Coronavirus shots will be offered to migrants living in camps on the islands of Lesbos, Chios and Samos from Thursday.

Migrants on the mainland and other Greek islands will be offered vaccines next week.

Greek migration official Manos Logothetis said the single-shot vaccine developed by Johnson & Johnson would be used.

Mr Logothetis said medical workers would be flown to the islands from Athens two days a week to carry out the injections.

The UN High Commission for Refugees says an estimated 9,400 people are living in camps on the northern Aegean islands.
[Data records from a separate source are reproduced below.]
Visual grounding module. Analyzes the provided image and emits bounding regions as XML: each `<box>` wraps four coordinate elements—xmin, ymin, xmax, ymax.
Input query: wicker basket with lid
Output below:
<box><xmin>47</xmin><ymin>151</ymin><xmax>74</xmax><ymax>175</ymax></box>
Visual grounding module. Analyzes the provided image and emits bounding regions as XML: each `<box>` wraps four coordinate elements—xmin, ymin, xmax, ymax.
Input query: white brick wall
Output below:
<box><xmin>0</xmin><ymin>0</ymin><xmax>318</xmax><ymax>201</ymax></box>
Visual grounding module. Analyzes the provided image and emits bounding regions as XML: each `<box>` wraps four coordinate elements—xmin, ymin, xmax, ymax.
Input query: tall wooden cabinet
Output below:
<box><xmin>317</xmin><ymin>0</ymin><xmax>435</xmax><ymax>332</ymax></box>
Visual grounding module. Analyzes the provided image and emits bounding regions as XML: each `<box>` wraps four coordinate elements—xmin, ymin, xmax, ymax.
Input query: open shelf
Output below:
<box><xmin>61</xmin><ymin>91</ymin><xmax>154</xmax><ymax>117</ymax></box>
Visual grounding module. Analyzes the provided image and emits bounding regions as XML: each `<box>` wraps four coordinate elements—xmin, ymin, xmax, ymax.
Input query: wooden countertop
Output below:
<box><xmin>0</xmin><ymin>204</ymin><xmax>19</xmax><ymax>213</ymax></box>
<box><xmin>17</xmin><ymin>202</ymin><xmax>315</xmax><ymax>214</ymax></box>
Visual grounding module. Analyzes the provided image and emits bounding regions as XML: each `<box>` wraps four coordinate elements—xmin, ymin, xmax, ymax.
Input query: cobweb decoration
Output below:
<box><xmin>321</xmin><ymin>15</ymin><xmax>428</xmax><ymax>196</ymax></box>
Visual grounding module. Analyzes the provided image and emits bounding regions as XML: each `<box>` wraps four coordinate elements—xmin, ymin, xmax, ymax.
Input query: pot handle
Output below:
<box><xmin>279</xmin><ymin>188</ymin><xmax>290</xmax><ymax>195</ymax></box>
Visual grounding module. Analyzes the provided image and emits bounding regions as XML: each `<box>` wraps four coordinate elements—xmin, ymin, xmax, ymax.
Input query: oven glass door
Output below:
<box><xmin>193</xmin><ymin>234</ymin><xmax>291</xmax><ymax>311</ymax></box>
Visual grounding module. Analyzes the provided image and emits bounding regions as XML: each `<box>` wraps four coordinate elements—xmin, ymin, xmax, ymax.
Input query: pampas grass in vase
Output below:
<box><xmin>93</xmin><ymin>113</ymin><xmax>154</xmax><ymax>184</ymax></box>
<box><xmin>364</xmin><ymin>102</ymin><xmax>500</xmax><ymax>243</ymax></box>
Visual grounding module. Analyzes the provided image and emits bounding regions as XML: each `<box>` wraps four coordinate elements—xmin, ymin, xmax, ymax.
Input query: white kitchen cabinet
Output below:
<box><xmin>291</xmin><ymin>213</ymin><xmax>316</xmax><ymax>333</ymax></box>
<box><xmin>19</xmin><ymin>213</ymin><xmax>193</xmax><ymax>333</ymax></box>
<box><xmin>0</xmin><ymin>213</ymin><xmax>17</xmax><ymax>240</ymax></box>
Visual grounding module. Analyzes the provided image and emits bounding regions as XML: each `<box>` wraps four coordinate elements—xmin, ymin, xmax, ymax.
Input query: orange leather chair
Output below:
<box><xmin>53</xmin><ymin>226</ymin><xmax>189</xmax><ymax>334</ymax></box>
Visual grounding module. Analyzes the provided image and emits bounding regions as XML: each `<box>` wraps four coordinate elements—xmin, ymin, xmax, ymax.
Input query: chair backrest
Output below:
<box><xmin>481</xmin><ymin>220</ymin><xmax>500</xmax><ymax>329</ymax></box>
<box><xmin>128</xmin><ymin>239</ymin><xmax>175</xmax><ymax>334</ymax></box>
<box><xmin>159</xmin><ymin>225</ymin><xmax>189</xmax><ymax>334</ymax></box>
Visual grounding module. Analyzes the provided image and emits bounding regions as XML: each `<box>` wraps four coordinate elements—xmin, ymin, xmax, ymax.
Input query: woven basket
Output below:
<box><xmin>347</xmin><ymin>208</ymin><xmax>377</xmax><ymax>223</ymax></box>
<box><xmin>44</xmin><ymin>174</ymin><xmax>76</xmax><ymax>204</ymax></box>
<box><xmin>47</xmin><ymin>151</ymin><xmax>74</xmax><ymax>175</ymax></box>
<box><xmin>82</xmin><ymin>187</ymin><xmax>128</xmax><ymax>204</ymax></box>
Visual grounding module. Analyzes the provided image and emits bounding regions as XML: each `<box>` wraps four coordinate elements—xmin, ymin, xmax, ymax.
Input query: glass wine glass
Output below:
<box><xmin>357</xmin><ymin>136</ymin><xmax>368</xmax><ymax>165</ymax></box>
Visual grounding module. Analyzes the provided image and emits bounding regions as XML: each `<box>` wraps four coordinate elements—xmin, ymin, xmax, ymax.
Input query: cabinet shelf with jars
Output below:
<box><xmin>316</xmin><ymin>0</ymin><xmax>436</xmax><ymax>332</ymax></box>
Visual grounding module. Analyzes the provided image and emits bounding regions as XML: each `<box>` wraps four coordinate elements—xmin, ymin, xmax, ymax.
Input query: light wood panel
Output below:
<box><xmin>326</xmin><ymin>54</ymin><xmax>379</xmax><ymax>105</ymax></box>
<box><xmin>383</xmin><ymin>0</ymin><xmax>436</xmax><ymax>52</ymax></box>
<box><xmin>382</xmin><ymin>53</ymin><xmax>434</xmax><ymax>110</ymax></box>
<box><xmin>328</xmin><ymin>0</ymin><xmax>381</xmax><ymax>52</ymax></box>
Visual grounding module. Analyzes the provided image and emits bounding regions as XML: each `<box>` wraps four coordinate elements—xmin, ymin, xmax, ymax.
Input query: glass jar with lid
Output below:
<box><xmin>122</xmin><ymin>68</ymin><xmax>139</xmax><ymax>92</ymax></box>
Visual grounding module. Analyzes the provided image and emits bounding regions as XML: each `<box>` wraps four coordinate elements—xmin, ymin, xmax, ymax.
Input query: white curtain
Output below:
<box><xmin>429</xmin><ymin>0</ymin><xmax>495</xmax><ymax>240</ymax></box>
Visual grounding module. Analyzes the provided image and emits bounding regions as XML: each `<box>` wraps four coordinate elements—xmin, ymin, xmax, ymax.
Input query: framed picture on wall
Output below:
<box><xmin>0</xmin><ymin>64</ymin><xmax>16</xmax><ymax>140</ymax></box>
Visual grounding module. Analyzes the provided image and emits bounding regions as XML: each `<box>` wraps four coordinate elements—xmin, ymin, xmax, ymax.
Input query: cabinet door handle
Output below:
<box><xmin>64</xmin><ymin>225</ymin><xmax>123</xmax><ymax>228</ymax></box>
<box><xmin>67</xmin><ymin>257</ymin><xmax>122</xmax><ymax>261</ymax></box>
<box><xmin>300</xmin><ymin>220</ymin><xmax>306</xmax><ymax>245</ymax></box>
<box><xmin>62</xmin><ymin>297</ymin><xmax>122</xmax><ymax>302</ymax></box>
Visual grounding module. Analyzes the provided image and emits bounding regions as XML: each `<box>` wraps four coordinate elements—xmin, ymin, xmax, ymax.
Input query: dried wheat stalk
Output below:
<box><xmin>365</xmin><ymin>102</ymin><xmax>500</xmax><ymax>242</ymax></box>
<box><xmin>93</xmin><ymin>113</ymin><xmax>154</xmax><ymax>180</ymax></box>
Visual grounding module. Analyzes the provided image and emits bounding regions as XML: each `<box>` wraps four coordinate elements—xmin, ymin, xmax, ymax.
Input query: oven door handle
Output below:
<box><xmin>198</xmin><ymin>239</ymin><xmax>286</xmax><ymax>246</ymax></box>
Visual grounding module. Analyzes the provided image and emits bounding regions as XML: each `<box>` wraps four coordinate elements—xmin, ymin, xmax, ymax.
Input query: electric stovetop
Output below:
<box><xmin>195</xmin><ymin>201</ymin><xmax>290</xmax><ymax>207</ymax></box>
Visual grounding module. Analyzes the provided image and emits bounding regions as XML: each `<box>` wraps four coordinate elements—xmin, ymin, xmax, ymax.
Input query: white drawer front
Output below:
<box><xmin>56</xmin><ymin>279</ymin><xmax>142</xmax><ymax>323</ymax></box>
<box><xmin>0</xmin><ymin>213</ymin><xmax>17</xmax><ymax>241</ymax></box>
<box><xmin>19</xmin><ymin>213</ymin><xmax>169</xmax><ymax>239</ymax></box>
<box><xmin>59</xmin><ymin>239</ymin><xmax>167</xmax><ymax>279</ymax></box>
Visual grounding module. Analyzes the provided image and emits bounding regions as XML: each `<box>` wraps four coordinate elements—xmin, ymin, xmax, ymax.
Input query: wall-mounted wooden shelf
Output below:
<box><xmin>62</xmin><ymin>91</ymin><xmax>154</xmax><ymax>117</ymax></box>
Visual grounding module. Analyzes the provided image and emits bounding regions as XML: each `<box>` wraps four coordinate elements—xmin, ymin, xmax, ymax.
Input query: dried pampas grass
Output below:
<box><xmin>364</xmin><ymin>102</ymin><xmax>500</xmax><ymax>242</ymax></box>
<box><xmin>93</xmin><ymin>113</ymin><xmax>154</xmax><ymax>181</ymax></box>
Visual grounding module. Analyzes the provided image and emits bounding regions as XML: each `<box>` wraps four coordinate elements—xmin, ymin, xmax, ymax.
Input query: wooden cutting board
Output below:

Of these, more than 6,000 live in the main refugee camp on Lesbos, which was quickly rebuilt after a fire last year.

Mr Logothetis said only 15 per cent of asylum seekers in the country had expressed an interest in receiving the vaccine but he was confident this would improve.

"Considering that an estimated 30 per cent of this population is under 18 and another 30 per cent have already been infected, the road to asylum seekers' immunity … is short and we will succeed," he told the ANA news agency.

More than 5 million first shots have been administered across Greece but authorities were criticised for failing to deliver doses to camps.

Human Rights Monitor accused Greece of a "discriminatory" vaccine drive.

"Migrants living in refugee camps are more susceptible to Covid-19 than the general Greek population because of the overcrowding, the impossibility to keep social distancing, the lack of access to water, sanitation and hygiene facilities, and the restricted access to health care,” the organisation said.

Greece was also criticised for opening up to tourists but keeping the migrant camps in lockdown.

Meanwhile, the UK High Court ruled on Thursday that Napier Barracks in Kent, south-east England, fell "below the minimum standard" while housing hundreds of asylum seekers since last September.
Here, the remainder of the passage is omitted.